The U.S. Federal Reserve (Fed) Board on Tuesday proposed new rules to protect consumers who use credit cards from a number of potentially costly practices.
"This proposal is another step forward in the Federal Reserve's efforts to ensure that consumers who rely on credit cards are treated fairly," said Federal Reserve Governor Elizabeth A. Duke. "The rule bans several harmful practices and requires greater transparency in the disclosure of the terms and conditions of credit card accounts."
The proposal, issued for public comment, represents part of the Fed's implementation of the Credit Card Act, which was signed into law by President Barack Obama in May.
Among other things, the proposed rule would protect consumers from unexpected increases in credit card interest rates by generally prohibiting increases in a rate during the first year after an account is opened and increases in a rate that applies to an existing credit card balance.

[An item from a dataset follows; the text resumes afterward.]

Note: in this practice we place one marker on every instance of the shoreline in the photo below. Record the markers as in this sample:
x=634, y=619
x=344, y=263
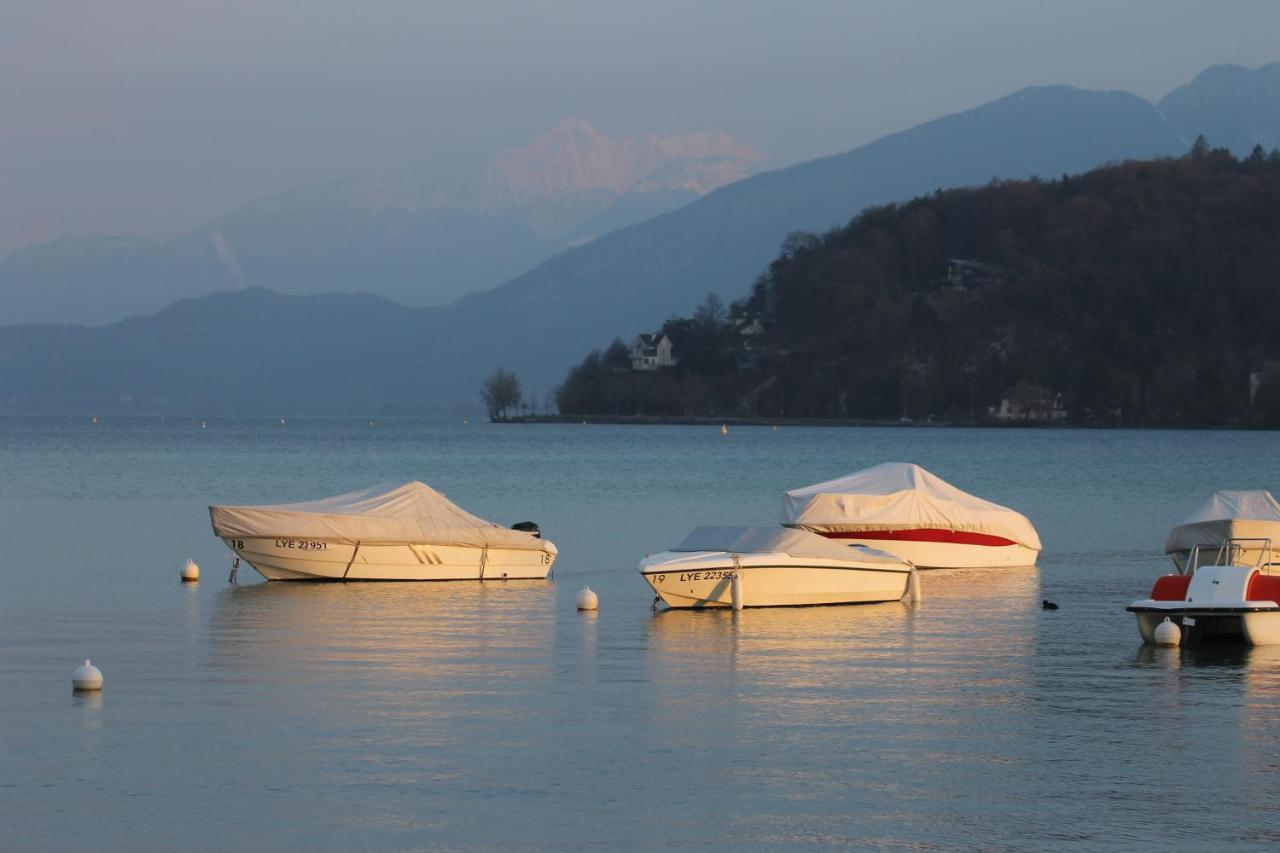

It will prohibit creditors from issuing a credit card to a consumer who is under the age of 21 unless the consumer has the ability to make the required payments or obtains the signature of a parent or other cosigner with the ability to do so.
The proposal will require creditors to obtain a consumer's consent before charging fees for transactions that exceed the credit limit. It limits the high fees associated with subprime credit cards.
The new rules will also ban creditors from using the "two-cycle" billing method to impose interest charges and prohibit creditors from allocating payments in ways that maximize interest charges.